Survivors of the Bahrale camp attack in Afar said ‘at least five killed, several women kidnapped’ in attack this month.

File photo of a tank in Tigray
A woman carrying crops walks next to an abandoned tank belonging to Tigrayan forces south of the town of Mehoni, Ethiopia [File: AFP]

Fighting in northern Ethiopia’s Afar region “engulfed” a camp housing refugees from neighbouring Eritrea, the United Nations has said, killing five people and forcing thousands to flee.

The attack earlier this month is the latest blow to the more than 100,000 Eritrean refugees living in Ethiopia, whose camps have been repeatedly caught up in a grinding 15-month war.

It also underscores the growing toll of fighting in Afar, which has emerged in recent weeks as the most active front in the conflict pitting Prime Minister Abiy Ahmed’s government against the Tigray People’s Liberation Front (TPLF) rebel group.

Survivors of the Bahrale camp attack in Afar reported that “at least five refugees were killed and several women were kidnapped” after armed men entered on February 3, the UN refugee agency said in a statement on Friday.

“Family members lost one another in the chaos of fleeing the camp,” the statement said.

The Barahle camp is situated near the border between Afar and Tigray, the home region of the rebels.

The TPLF controls most of Tigray and in January announced it had expanded operations into Afar, claiming it had been provoked by attacks on its positions by pro-government forces.

The UN statement did not specify which forces the survivors accused of targeting the camp.

Ethiopia’s war broke out in November 2020 when Abiy sent troops into Tigray to topple the TPLF government, a move he said came in response to the TPLF attacks on army camps.

Crossfire

From the outset, Eritrean refugees were caught in the crossfire.
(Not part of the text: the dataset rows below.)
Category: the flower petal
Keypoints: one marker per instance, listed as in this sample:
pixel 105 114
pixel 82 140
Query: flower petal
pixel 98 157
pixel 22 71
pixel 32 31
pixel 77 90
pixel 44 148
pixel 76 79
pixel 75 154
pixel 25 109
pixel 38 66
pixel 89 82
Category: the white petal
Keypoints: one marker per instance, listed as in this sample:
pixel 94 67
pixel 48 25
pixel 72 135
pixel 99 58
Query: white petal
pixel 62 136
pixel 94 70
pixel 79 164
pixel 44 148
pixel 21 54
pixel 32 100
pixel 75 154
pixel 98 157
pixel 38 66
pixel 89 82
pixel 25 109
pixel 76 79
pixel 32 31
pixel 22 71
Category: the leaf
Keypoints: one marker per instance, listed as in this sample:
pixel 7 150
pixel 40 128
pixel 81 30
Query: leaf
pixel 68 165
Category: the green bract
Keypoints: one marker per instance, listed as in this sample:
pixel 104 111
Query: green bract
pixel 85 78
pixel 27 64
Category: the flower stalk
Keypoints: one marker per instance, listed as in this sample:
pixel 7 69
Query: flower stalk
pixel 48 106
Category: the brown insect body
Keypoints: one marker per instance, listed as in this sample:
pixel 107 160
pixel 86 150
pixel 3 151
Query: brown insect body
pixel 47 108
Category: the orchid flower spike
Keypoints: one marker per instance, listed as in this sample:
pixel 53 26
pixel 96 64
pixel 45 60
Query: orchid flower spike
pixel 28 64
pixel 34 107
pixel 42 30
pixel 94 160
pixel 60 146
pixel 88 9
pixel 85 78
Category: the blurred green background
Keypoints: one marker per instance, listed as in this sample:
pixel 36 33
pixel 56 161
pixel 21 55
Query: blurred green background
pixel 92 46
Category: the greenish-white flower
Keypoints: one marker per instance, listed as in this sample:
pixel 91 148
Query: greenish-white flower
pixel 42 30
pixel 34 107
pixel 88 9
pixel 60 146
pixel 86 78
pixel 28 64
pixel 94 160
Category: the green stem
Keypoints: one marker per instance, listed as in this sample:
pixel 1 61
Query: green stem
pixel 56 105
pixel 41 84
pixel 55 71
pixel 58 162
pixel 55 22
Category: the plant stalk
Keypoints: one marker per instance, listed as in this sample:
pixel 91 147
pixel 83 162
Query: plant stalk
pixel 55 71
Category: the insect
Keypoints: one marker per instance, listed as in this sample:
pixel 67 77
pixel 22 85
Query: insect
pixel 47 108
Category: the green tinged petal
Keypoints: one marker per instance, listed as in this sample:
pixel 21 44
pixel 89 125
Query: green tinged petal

Two camps in northern Tigray, Hitsats and Shimelba, were looted and then destroyed in what one aid group called a “rampage”.

Eritrean forces, which have backed Abiy in the war, as well as Tigrayan militias, were accused of killing and raping refugees there, and thousands of the camps’ inhabitants remain unaccounted for.

Last July, two other camps in Tigray – Mai-Aini and Adi Harush – were caught up in the fighting.

The attack on Bahrale marks the first time a camp outside Tigray has been affected.

Established in 2009, the camp housed nearly 21,000 refugees as of December 2021, according to the UN, with more than 13,000 additional refugees living in surrounding districts.

More than 4,000 refugees from Bahrale have reached Semera, the UN said on Friday.

About 10,000 more refugees are reported to be living in the town of Afdera, about 225km (140 miles) from Semera, the UN said, with others scattered elsewhere.